Msgr. Fernando Ocariz spoke of the ecclesiological consequences of the doctrine contained in the first three chapters.

"Only in the Catholic Church," he affirmed, "does Christ's Church subsist in all her fullness. Nonetheless, outside the Catholic Church 'elements of truth and sanctification' exist that are of the Church. ... Consequently, there exists only one Church (which subsists in the Catholic Church) and at the same time there exist true particular Churches that are non-Catholic."

"We must believe that all salvation - even of non-Christians - comes from Christ through the Church, but we do not know how this comes about in the case of non-Christians."

"'Dominus Iesus'," he concluded, "rejects an interpretation that today is very widespread - but contrary to the Catholic faith - according to which all religions, in as much as they are religions, of themselves are ways to salvation together with Christianity." He recalled that "other religions 'offer religious elements which come from God, and which are part of what the Spirit brings about in human hearts and in the history of peoples, in cultures and religions'."

At the end of the press conference, a journalist asked if the document did not constitute an impediment to ecumenical and inter-religious dialogue. Fr. Angelo Amato replied that, as regards ecumenism, the document does not say anything new but recalls and reiterates Vatican Council II's opinion on the matter. As for inter-religious dialogue, the document proposes a path towards harmony, peace and respect and in no way constitutes an interruption in that dialogue.

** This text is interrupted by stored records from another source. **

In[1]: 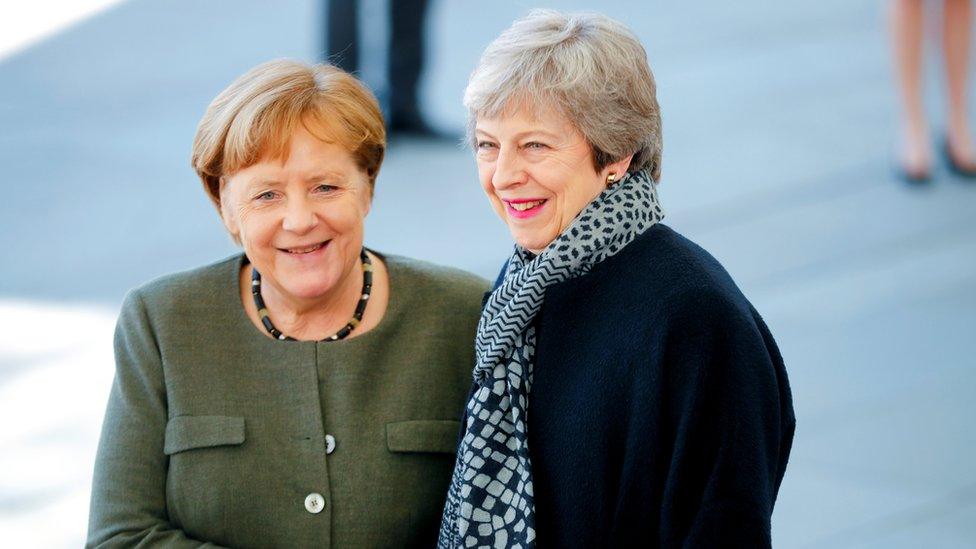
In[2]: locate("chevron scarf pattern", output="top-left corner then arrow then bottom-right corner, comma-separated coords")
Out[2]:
438,172 -> 664,549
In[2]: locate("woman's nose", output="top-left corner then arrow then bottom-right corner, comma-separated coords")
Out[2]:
281,198 -> 318,234
491,148 -> 525,189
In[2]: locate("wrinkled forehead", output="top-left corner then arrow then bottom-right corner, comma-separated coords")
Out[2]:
471,96 -> 579,137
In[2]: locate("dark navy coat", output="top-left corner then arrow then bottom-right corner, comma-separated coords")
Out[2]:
484,224 -> 795,547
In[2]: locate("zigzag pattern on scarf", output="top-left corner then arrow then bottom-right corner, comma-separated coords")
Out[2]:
438,172 -> 664,549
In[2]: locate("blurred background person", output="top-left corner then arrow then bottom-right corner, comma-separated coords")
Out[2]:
439,10 -> 795,549
88,57 -> 486,547
889,0 -> 976,183
325,0 -> 440,138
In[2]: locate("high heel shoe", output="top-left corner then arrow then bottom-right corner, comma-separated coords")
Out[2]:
942,138 -> 976,179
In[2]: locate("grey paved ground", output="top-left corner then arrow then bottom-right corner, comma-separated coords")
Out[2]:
0,0 -> 976,547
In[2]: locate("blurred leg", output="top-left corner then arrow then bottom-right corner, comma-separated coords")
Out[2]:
389,0 -> 428,132
891,0 -> 930,175
942,0 -> 976,168
326,0 -> 360,73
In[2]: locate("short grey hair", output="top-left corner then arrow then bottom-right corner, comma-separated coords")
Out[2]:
464,9 -> 662,181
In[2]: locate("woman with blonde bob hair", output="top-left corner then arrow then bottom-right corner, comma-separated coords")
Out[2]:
439,10 -> 795,549
88,57 -> 487,547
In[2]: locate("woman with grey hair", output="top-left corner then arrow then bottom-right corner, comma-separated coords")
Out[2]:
439,10 -> 795,548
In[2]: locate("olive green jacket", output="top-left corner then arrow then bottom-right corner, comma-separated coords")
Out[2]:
88,256 -> 488,547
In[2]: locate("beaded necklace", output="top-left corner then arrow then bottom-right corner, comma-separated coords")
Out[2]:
251,248 -> 373,341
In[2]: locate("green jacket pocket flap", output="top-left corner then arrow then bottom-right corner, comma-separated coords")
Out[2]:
163,416 -> 244,455
386,420 -> 461,453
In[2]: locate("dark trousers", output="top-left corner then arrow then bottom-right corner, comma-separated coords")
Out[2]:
326,0 -> 428,127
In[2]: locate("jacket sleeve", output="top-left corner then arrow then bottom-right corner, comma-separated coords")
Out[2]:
661,292 -> 795,547
86,291 -> 227,547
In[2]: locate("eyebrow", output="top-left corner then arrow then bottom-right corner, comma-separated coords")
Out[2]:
474,128 -> 559,141
304,171 -> 346,183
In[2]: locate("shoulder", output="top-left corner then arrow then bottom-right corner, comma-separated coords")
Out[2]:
122,254 -> 243,322
581,224 -> 749,317
382,255 -> 490,307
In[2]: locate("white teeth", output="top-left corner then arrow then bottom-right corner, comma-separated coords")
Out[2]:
508,200 -> 545,212
285,243 -> 322,254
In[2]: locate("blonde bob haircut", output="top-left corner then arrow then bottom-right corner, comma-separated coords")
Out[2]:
464,10 -> 662,181
190,60 -> 386,211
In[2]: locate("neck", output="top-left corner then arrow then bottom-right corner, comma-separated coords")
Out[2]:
252,260 -> 363,341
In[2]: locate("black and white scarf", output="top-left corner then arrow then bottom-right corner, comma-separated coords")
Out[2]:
437,172 -> 664,549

Another journalist asked if, in preparing the document, the Congregation for the Doctrine of the Faith had consulted Asian bishops, as the text makes reference to the influence of Oriental religions on the salvific nature of the Church. Archbishop Bertone replied that the declaration had been drawn up in consultation with Asian episcopal conferences and that there had been various meetings with Indian bishops.